Identification of three distinct phase regions: symmetric, asymmetric, and unstable.

Analysis of stability via Bogoliubov spectra and dynamical response.

Discovery of unique oscillation frequencies and collapse behaviors.

Abstract

We consider a Bose-Einstein condensate (BEC), which is characterized by long-range and anisotropic dipole-dipole interactions and vanishing s-wave scattering length, in a double-well potential. The properties of this system are investigated as functions of the height of the barrier that splits the harmonic trap into two halves, the number of particles (or dipole-dipole strength) and the aspect ratio $\lambda$, which is defined as the ratio between the axial and longitudinal trapping frequencies $\omega_z$ and $\omega_{\rho}$. The phase diagram is determined by analyzing the stationary mean-field solutions.

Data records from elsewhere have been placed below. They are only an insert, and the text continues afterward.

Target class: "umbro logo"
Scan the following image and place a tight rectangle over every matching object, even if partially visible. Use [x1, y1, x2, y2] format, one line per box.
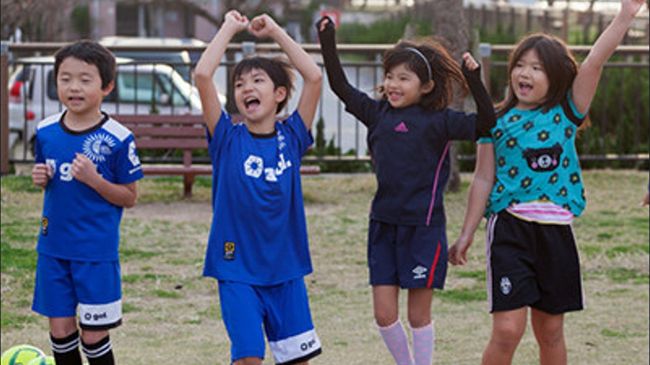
[394, 122, 409, 133]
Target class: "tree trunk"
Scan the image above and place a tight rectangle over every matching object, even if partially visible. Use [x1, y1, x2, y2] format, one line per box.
[428, 0, 469, 191]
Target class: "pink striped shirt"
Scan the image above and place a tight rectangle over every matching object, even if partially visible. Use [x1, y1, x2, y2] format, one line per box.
[506, 201, 573, 224]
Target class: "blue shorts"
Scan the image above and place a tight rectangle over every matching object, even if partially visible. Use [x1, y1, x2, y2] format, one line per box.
[368, 220, 447, 289]
[219, 278, 321, 364]
[32, 254, 122, 330]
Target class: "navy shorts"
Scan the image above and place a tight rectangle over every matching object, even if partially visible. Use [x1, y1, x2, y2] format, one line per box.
[219, 278, 321, 364]
[32, 254, 122, 330]
[368, 220, 447, 289]
[486, 211, 583, 314]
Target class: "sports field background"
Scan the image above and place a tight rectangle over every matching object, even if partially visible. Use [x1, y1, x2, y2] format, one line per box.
[0, 170, 649, 365]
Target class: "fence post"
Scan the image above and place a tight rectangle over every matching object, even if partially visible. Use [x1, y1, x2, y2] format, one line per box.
[478, 43, 492, 94]
[0, 41, 10, 175]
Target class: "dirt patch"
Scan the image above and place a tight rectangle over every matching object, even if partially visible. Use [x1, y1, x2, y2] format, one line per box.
[124, 201, 212, 223]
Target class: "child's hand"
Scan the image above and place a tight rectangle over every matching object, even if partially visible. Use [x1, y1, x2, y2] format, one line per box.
[620, 0, 645, 18]
[316, 16, 334, 33]
[449, 235, 474, 265]
[248, 14, 280, 38]
[72, 153, 100, 185]
[463, 52, 480, 71]
[32, 163, 54, 188]
[223, 10, 250, 32]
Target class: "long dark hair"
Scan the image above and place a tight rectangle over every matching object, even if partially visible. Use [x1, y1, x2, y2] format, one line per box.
[496, 33, 578, 117]
[379, 39, 468, 110]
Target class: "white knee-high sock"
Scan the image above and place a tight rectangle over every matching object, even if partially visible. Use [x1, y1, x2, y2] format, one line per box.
[379, 319, 413, 365]
[411, 322, 435, 365]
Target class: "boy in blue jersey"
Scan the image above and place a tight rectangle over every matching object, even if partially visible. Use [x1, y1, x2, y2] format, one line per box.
[32, 41, 143, 365]
[195, 10, 322, 365]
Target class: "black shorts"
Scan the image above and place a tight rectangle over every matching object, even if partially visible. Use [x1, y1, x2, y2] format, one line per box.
[368, 220, 447, 289]
[487, 211, 583, 314]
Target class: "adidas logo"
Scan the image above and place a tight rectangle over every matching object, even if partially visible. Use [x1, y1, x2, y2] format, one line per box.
[395, 122, 409, 133]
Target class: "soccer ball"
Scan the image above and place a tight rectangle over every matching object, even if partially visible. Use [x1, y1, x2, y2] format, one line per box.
[0, 345, 45, 365]
[27, 356, 56, 365]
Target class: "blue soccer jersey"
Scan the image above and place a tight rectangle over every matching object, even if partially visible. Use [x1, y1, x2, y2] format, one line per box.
[35, 112, 143, 261]
[204, 111, 313, 285]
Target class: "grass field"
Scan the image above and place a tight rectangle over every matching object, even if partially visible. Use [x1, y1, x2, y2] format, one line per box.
[0, 170, 649, 365]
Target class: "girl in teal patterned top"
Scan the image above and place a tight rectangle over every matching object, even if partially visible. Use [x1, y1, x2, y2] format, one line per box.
[449, 0, 645, 365]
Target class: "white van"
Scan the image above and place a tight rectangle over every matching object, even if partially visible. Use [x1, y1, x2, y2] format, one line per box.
[99, 36, 206, 82]
[9, 56, 226, 147]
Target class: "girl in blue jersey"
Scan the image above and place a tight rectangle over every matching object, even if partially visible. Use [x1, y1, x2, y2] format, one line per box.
[32, 41, 142, 365]
[450, 0, 644, 365]
[195, 10, 322, 365]
[316, 14, 494, 365]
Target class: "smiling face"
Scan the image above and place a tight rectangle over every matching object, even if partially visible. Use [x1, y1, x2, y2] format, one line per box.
[56, 57, 113, 118]
[510, 49, 549, 109]
[235, 68, 287, 123]
[383, 63, 433, 108]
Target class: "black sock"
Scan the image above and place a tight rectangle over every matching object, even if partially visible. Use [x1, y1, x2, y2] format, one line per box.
[81, 335, 115, 365]
[50, 331, 81, 365]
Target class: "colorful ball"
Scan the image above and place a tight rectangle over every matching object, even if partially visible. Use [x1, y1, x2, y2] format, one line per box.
[27, 356, 56, 365]
[0, 345, 45, 365]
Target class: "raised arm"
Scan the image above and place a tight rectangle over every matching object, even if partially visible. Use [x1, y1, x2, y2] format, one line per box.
[462, 52, 497, 139]
[194, 10, 249, 135]
[572, 0, 645, 114]
[248, 14, 323, 129]
[449, 143, 495, 265]
[316, 17, 352, 102]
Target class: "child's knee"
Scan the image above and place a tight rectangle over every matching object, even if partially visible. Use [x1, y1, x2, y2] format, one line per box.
[492, 321, 526, 345]
[81, 330, 108, 345]
[375, 311, 398, 327]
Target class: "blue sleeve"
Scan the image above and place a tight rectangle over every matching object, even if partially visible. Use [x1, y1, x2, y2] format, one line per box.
[34, 130, 45, 163]
[284, 110, 314, 156]
[445, 109, 476, 141]
[205, 110, 233, 162]
[115, 134, 144, 184]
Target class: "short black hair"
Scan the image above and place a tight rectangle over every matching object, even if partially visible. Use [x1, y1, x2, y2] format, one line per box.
[54, 40, 115, 89]
[232, 56, 293, 113]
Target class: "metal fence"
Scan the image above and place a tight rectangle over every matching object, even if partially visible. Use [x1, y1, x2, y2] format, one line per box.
[0, 43, 650, 173]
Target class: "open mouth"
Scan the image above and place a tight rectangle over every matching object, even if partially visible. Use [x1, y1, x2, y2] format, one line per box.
[518, 81, 533, 95]
[244, 97, 260, 110]
[388, 92, 402, 102]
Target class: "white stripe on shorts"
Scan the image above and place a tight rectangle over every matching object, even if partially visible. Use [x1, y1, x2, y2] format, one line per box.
[485, 214, 499, 312]
[79, 299, 122, 326]
[269, 329, 321, 364]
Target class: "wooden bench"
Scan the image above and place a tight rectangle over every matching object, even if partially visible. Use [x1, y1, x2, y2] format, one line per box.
[113, 114, 320, 197]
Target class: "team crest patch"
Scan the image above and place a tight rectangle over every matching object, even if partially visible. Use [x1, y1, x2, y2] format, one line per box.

Three distinct regions are found: a region where the energetically lowest lying stationary solution is symmetric, a region where the energetically lowest lying stationary solution is located asymmetrically in one of the wells, and a region where the system is mechanically unstable. For sufficiently large aspect ratio $\lambda$ and sufficiently high barrier height, the system consists of two connected quasi-two-dimensional sheets with density profiles whose maxima are located either at $\rho=0$ or away from $\rho=0$. The stability of the stationary solutions is investigated by analyzing the Bogoliubov de Gennes excitation spectrum and the dynamical response to small perturbations. These studies reveal unique oscillation frequencies and distinct collapse mechanisms. The results derived within the mean-field framework are complemented by an analysis based on a two-mode model.